Légende : Parmi les nombreux participants, certains avaient préparé des pancartes, comme celle-ci, pour protester contre le plan du gouvernement.

Crédit : Damien Dauphin – Le Moniteur Acadien

Titre : Salle pleine

Légende : Plus d’une centaine de personnes faisaient encore la queue pour entrer alors que la salle était pleine. Il a fallu déplacer les panneaux amovibles à l’arrière-plan de cette photo pour leur faire de la place.

Crédit : Damien Dauphin – Le Moniteur Acadien

Titre : Hannah

Légende : Une des intervenantes, Hannah Davidson, fut chaleureusement applaudie par le public après sa prise de parole.

Crédit : Damien Dauphin – Le Moniteur Acadien

Maman d’une élève en immersion française, la députée Megan Mitton critique le projet

(D.D.)

Megan Mitton (Memramcook-Tantramar) représentait le Parti Vert lors de la consultation. Elle dit avoir entendu des parents qui s'inquiètent de savoir s'il y aura des ressources pour soutenir les enfants qui ont des difficultés d'apprentissage, et des parents qui craignent que leurs enfants ne perdent la chance d'apprendre le français dans un programme d'immersion et de devenir bilingues. Elle-même maman de deux jeunes enfants, elle redoute les répercussions du nouveau programme sur sa progéniture.

« Ma fille n'est en immersion française que depuis moins de cinq mois, et elle chante, compte et parle déjà en français. C'est merveilleux. Pourquoi mon fils devrait-il recevoir la moitié de l'enseignement en français qu'elle reçoit lorsqu'il entrera à l'école dans quelques années ? C'est ce qui va se passer avec leur plan actuel. C'est totalement inacceptable », a-t-elle dit au Moniteur Acadien.

Mme Mitton soutient que la recherche et les données appuient le programme d’immersion actuel et que le processus enclenché pour l’abolir est précipité et rétrograde. Elle observe en outre que le gouvernement ne consulte la population qu’après avoir pris sa décision, et que les enseignants implorent Fredericton de ne pas faire un autre changement majeur, mais d’écouter ce dont ils ont vraiment besoin : stabilité, soutien et ressources additionnelles pour les aider à faire leur travail.

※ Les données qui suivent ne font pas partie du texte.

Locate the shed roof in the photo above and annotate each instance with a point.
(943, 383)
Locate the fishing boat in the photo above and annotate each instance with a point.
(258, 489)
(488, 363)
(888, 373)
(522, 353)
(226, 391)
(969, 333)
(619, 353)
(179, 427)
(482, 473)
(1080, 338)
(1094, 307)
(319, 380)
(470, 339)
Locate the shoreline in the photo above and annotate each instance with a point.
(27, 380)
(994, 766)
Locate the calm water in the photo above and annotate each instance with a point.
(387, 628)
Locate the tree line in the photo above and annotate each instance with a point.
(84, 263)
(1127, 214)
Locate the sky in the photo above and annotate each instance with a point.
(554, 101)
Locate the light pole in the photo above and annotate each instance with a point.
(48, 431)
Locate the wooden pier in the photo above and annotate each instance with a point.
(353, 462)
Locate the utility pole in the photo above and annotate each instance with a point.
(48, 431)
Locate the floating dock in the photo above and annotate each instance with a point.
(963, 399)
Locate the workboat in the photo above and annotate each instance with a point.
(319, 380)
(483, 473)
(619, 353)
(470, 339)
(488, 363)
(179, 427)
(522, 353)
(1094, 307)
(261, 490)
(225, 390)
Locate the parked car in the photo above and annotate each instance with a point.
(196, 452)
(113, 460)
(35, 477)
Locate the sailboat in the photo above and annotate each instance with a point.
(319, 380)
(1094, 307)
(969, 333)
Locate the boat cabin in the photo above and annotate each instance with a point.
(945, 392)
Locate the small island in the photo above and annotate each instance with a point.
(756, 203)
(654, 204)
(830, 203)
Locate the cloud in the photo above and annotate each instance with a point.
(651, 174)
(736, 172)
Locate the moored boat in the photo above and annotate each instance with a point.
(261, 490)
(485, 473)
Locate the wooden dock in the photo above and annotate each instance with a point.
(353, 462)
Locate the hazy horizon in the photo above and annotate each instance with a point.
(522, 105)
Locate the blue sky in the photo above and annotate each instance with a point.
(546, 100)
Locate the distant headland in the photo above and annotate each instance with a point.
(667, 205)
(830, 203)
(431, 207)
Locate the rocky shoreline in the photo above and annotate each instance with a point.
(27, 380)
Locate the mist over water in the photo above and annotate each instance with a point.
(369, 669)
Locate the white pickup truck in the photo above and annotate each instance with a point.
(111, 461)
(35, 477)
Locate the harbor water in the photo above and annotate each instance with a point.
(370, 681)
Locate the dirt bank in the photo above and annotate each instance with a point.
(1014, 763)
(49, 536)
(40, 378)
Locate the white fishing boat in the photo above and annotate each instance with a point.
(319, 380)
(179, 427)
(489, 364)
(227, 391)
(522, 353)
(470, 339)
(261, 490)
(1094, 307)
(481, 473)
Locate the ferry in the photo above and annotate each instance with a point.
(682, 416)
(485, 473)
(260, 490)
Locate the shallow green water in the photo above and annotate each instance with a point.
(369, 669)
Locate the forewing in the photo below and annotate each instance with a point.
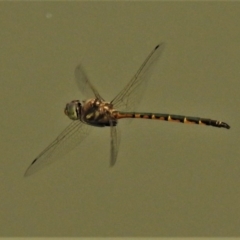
(65, 142)
(84, 85)
(131, 95)
(115, 141)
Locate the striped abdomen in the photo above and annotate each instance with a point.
(172, 118)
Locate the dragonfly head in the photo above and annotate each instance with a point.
(73, 110)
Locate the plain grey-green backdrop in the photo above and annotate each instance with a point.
(170, 180)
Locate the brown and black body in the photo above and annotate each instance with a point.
(172, 118)
(97, 112)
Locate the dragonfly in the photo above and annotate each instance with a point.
(95, 111)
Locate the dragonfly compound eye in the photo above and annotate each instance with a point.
(72, 110)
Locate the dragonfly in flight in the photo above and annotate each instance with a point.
(95, 111)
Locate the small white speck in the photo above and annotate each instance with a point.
(48, 15)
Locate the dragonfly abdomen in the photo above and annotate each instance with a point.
(172, 118)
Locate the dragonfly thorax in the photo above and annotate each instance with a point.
(73, 109)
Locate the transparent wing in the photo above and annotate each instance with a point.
(84, 85)
(115, 142)
(65, 142)
(130, 96)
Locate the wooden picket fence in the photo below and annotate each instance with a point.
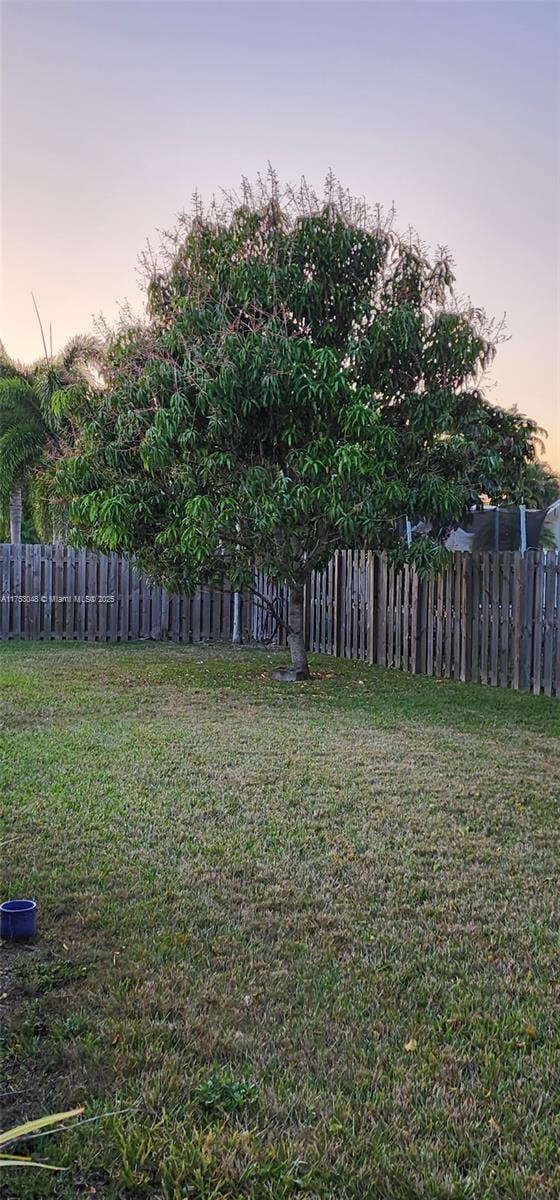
(56, 592)
(491, 618)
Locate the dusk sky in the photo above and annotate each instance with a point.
(114, 113)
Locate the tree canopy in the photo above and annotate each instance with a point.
(36, 429)
(305, 379)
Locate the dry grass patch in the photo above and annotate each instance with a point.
(306, 937)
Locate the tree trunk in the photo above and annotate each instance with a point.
(295, 630)
(16, 509)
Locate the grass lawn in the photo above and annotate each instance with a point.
(303, 937)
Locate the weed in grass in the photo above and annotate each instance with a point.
(288, 891)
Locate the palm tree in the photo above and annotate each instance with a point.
(35, 425)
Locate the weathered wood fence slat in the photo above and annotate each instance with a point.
(491, 618)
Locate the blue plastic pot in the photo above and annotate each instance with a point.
(18, 918)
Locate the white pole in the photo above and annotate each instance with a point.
(236, 630)
(523, 528)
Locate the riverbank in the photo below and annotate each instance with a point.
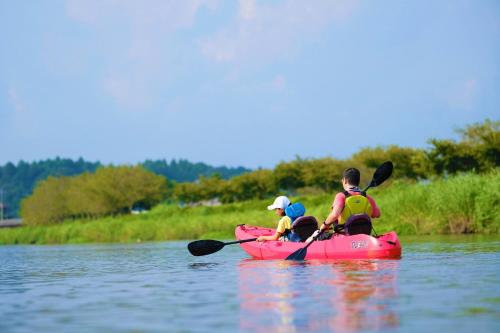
(463, 204)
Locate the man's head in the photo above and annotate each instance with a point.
(351, 177)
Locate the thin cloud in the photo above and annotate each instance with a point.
(143, 60)
(263, 32)
(15, 100)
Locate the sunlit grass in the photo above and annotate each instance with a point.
(464, 204)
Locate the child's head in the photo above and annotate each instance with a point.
(279, 205)
(351, 176)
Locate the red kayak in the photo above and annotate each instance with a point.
(386, 246)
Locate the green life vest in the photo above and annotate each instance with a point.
(355, 204)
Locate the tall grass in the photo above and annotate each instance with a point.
(463, 204)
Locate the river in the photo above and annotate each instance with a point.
(446, 284)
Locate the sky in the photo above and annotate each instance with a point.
(241, 83)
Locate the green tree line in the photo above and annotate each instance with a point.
(478, 150)
(113, 190)
(108, 191)
(17, 181)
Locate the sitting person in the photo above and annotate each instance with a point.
(342, 210)
(288, 212)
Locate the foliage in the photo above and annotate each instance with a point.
(467, 203)
(18, 180)
(110, 190)
(478, 150)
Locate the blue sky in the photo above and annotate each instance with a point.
(247, 83)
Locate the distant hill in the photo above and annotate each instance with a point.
(185, 171)
(18, 180)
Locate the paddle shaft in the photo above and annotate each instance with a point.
(241, 241)
(301, 253)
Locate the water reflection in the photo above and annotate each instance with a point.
(345, 296)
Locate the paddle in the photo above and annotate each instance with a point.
(208, 246)
(383, 172)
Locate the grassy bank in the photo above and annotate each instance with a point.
(463, 204)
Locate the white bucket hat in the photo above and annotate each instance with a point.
(280, 202)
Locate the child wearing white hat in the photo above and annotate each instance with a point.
(279, 205)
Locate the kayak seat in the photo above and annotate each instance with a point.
(304, 227)
(358, 224)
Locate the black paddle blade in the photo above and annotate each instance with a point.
(383, 172)
(300, 254)
(204, 247)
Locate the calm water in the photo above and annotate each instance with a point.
(446, 284)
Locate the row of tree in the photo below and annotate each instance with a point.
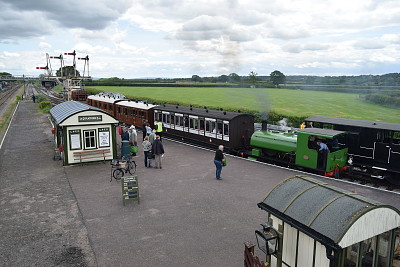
(276, 78)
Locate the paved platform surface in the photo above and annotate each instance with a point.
(185, 217)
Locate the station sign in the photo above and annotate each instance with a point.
(92, 118)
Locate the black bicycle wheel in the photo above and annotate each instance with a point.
(132, 167)
(118, 173)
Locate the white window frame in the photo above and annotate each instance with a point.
(92, 136)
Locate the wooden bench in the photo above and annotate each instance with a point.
(92, 154)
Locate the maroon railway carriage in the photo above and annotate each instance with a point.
(134, 112)
(105, 101)
(207, 127)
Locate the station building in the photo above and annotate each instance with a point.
(311, 223)
(83, 133)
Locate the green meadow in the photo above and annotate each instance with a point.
(288, 102)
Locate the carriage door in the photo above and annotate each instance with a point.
(382, 147)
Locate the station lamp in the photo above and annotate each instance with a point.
(64, 92)
(267, 239)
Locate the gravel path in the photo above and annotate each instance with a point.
(40, 221)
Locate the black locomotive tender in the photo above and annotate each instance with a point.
(374, 147)
(203, 126)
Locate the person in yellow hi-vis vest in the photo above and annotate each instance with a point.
(159, 129)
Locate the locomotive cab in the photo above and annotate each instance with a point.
(307, 154)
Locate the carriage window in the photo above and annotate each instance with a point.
(201, 126)
(211, 130)
(351, 255)
(383, 249)
(172, 121)
(179, 122)
(226, 131)
(367, 252)
(396, 252)
(185, 123)
(193, 124)
(158, 116)
(396, 138)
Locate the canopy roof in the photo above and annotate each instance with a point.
(66, 109)
(201, 112)
(331, 215)
(322, 132)
(356, 123)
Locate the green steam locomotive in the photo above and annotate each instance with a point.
(302, 149)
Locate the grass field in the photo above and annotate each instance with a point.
(282, 101)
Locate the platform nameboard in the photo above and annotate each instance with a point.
(130, 189)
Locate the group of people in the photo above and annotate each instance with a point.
(303, 125)
(148, 131)
(153, 148)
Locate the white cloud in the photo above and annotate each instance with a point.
(178, 37)
(44, 46)
(10, 54)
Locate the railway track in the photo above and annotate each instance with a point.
(54, 97)
(357, 179)
(7, 94)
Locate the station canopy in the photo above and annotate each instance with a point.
(356, 123)
(65, 110)
(333, 216)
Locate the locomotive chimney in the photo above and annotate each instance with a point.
(264, 125)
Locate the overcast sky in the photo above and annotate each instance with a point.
(179, 38)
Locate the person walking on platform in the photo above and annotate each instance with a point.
(219, 157)
(158, 152)
(148, 129)
(322, 155)
(133, 135)
(159, 129)
(125, 134)
(144, 128)
(147, 152)
(152, 136)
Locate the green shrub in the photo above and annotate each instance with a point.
(41, 98)
(45, 106)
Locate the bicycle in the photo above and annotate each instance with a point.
(121, 167)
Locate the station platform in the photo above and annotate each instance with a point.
(185, 217)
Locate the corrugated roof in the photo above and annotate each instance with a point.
(317, 208)
(68, 108)
(319, 131)
(209, 113)
(356, 123)
(135, 104)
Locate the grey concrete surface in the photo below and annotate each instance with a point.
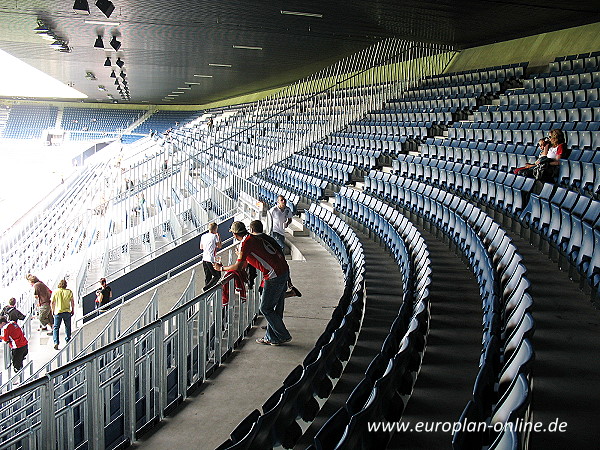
(255, 371)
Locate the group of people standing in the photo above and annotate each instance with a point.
(264, 253)
(54, 308)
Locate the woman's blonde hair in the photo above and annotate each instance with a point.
(557, 137)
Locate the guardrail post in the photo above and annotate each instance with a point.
(160, 368)
(183, 349)
(47, 416)
(129, 388)
(95, 418)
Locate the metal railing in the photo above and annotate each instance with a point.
(105, 398)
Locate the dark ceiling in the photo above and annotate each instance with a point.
(166, 43)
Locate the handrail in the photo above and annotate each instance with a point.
(143, 287)
(162, 360)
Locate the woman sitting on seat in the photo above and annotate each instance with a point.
(546, 167)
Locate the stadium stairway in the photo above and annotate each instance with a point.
(383, 286)
(253, 372)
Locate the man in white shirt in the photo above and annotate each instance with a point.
(281, 217)
(209, 243)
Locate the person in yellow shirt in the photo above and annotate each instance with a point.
(63, 307)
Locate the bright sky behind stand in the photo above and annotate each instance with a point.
(18, 79)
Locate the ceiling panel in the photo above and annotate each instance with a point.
(165, 43)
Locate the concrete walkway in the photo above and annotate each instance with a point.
(253, 372)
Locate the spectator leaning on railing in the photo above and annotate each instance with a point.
(11, 311)
(42, 295)
(13, 335)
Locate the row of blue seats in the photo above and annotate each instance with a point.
(391, 109)
(27, 122)
(570, 223)
(388, 133)
(361, 158)
(545, 126)
(303, 391)
(581, 98)
(491, 159)
(500, 74)
(448, 104)
(268, 193)
(333, 144)
(331, 171)
(310, 187)
(560, 83)
(503, 191)
(536, 106)
(575, 139)
(389, 379)
(580, 176)
(539, 115)
(507, 321)
(567, 66)
(519, 149)
(400, 132)
(390, 118)
(468, 90)
(576, 56)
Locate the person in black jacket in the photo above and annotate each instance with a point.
(11, 311)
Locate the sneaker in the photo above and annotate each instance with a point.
(265, 341)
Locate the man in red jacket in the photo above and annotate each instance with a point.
(13, 335)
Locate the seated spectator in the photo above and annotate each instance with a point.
(12, 334)
(11, 311)
(553, 148)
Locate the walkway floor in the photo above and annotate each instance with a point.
(255, 371)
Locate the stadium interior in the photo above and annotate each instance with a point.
(441, 289)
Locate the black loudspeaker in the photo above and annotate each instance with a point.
(106, 6)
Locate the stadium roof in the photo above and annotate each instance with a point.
(234, 47)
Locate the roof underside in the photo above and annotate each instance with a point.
(164, 44)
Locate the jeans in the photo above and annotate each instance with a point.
(272, 304)
(58, 318)
(280, 238)
(18, 355)
(211, 275)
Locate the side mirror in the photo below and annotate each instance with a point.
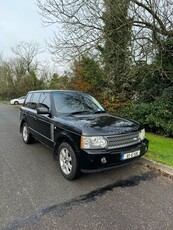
(43, 110)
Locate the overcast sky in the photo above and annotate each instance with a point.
(20, 21)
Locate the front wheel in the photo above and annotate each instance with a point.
(68, 162)
(26, 135)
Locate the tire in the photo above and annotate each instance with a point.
(68, 162)
(26, 135)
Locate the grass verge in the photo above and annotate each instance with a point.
(160, 149)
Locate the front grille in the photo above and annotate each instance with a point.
(123, 140)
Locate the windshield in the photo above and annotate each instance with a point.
(73, 102)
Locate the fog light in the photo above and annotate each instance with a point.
(103, 160)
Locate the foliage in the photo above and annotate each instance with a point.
(160, 149)
(157, 116)
(115, 52)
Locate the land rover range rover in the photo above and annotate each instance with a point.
(82, 135)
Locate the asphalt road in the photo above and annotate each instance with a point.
(34, 195)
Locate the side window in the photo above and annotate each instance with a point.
(34, 100)
(27, 100)
(44, 100)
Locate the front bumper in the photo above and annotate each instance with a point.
(92, 160)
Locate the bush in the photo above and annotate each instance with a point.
(156, 116)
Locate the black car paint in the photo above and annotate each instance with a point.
(53, 128)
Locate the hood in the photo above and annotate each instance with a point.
(99, 124)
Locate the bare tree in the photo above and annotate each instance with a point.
(81, 25)
(27, 51)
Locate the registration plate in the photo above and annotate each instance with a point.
(126, 156)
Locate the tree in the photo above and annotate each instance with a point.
(27, 51)
(117, 36)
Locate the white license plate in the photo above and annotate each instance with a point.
(126, 156)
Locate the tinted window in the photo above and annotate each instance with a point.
(44, 100)
(68, 102)
(28, 99)
(34, 100)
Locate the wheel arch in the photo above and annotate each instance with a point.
(64, 137)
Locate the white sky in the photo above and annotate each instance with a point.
(20, 21)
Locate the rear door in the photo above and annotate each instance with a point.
(43, 122)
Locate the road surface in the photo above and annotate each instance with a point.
(34, 195)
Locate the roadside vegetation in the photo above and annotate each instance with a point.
(119, 51)
(160, 149)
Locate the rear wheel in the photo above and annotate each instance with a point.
(68, 162)
(26, 135)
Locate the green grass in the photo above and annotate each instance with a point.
(160, 149)
(5, 102)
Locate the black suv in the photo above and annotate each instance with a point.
(84, 137)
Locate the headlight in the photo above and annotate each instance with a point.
(95, 142)
(142, 134)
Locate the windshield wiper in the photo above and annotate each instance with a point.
(80, 112)
(101, 111)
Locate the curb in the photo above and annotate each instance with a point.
(164, 170)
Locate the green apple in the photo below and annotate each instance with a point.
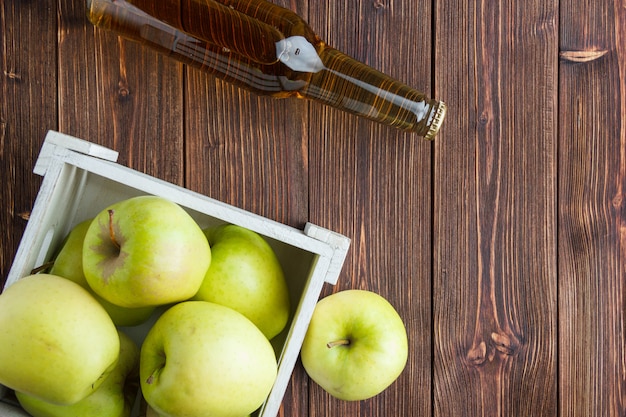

« Les Verts veulent que le gouvernement arrête le projet d'abolir l'immersion en français et qu'ils trouvent plutôt des moyens de l'améliorer, par exemple en s'assurant que des cours sont offerts au niveau secondaire pour que les élèves puissent continuer à apprendre en français. Ils devraient améliorer les possibilités d'apprentissage du français pour tous les élèves, et s'assurer que des ressources adéquates sont investies pour soutenir les élèves et le personnel », a conclu la députée.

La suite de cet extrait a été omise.